I had never noticed it before: nature’s attempt at architecture, her silken hands spinning a column of flowers that grew in a tinted cloud.
A tower that mocked gravity’s dour classroom, it broke rules, growing effervescent and high. It took root in the cement, leaning into the building like a frail buttress sustaining a cathedral with nothing more than a cacophony of petals.
It climbs like a child, with exploratory, reaching fingers. It crawls over wall and towards window, its pastel fragrance waiting outside to be announced – an invisible, scented calling card.
Its filigreed limbs reached across the roof – curling towards the sky, waiting for the bronzed droplets of light to fall. Strengthened by the bright nutrition, they will be encouraged to grow for the duration of the summer. The green cradle will continue to embrace the house in its complex grip.

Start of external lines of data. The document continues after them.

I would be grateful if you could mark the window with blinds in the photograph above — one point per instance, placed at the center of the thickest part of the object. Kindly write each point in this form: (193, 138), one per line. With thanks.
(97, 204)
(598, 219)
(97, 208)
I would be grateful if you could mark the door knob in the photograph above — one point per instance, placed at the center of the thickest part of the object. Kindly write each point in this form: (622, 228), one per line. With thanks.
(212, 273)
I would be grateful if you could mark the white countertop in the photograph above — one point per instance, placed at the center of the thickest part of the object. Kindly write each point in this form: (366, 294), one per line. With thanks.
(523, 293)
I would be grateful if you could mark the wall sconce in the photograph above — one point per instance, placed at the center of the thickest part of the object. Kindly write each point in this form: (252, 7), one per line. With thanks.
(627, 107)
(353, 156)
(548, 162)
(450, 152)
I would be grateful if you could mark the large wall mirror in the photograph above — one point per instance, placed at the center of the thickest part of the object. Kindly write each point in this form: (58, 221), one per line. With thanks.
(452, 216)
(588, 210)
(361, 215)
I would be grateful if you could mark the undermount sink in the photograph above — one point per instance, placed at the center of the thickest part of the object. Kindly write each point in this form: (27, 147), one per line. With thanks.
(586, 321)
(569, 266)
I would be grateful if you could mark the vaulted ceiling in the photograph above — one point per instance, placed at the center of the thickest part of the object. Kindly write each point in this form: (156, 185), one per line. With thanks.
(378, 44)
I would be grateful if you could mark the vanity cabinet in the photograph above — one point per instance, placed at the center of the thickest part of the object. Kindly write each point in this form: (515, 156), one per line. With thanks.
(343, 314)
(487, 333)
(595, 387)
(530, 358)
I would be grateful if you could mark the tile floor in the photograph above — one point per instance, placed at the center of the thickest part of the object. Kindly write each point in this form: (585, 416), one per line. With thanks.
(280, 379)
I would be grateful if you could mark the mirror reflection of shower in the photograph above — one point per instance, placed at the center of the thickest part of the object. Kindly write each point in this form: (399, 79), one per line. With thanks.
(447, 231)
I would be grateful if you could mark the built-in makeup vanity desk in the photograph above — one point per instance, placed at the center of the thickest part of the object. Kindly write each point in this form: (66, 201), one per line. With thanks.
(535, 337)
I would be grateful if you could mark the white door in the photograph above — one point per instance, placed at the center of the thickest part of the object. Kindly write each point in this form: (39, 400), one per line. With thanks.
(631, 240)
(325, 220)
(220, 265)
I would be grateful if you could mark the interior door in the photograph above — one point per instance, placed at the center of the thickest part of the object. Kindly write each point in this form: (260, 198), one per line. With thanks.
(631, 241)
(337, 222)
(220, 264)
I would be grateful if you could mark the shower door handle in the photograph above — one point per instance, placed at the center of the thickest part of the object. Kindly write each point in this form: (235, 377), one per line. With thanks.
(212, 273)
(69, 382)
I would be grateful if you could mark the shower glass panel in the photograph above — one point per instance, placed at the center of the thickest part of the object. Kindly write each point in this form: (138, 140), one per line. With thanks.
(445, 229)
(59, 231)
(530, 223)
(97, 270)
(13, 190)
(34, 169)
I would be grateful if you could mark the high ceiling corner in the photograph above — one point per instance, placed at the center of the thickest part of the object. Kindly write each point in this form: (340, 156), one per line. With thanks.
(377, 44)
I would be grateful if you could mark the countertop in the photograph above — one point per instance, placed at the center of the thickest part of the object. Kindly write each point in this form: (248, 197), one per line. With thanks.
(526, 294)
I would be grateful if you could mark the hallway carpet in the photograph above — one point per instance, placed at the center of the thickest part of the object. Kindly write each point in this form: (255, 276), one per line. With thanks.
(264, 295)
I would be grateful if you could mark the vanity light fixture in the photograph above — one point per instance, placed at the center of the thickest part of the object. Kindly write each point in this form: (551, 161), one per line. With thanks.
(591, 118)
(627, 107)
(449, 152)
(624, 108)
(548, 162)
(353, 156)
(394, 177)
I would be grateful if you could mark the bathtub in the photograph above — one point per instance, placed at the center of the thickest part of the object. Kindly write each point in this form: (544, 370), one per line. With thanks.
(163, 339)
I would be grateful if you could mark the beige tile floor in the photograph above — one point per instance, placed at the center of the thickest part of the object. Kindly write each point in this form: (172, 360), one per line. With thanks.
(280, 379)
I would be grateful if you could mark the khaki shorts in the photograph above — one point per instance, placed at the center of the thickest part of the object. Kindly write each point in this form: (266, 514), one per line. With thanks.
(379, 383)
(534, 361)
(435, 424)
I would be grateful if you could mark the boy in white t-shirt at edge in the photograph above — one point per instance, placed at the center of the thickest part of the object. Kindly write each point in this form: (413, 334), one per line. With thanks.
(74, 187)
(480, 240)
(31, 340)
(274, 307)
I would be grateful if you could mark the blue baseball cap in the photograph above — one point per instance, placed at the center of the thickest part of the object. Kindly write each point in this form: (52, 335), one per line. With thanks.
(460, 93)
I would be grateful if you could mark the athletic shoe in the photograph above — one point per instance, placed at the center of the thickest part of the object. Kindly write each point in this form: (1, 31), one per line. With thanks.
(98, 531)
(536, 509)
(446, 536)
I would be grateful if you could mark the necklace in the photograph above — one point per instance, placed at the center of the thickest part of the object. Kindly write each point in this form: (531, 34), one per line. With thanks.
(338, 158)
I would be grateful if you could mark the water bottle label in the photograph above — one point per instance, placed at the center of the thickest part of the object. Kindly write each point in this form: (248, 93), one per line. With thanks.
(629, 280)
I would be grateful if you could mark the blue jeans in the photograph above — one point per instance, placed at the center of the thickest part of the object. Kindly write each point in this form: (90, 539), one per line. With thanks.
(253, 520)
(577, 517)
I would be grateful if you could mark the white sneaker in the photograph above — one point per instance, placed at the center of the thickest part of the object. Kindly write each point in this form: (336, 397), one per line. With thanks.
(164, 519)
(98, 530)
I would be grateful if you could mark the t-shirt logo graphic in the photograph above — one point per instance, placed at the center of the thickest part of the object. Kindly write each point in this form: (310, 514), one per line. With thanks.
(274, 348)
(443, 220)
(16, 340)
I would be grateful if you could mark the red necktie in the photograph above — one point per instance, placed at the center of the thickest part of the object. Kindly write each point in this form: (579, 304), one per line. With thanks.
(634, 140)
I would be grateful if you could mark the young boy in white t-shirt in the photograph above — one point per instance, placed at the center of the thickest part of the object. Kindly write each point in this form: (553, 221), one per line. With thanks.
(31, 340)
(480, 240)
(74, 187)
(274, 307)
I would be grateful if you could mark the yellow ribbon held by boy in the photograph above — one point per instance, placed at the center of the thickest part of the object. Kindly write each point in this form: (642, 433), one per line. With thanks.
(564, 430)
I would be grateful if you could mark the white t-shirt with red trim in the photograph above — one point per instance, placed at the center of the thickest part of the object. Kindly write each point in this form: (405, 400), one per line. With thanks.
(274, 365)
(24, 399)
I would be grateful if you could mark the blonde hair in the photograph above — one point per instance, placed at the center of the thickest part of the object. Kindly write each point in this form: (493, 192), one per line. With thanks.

Yet when Autumn comes – riding an equinox across the sky’s astrological arch – the sun will begin to recede. It will bequeath its precious time to the moon, who has waited like a jealous mistress behind the twilight. With daylight’s retreat, the flowering plants suffer in their sad gardens. Their heads droop as they weep away their colors in a seasonal grief.
What of the taunting tower then? It will weaken and crumble – petals will shrivel and fall like discarded, sepia messages; leaves will twist in their atrophy. And then the owner of the house will come out one afternoon to tear down the brave efforts of the growing time, initiating a dying harvest.
Yet for all its muscular gaiety, for all its blossoming power, I had never noticed the spinning column before. Now, each evening I make sure I stop to admire its exquisite recklessness. And in the winter I will stop to remember the testament of the once-warm communication between earth and sun; a bridge that dared to grow into the welcoming sky.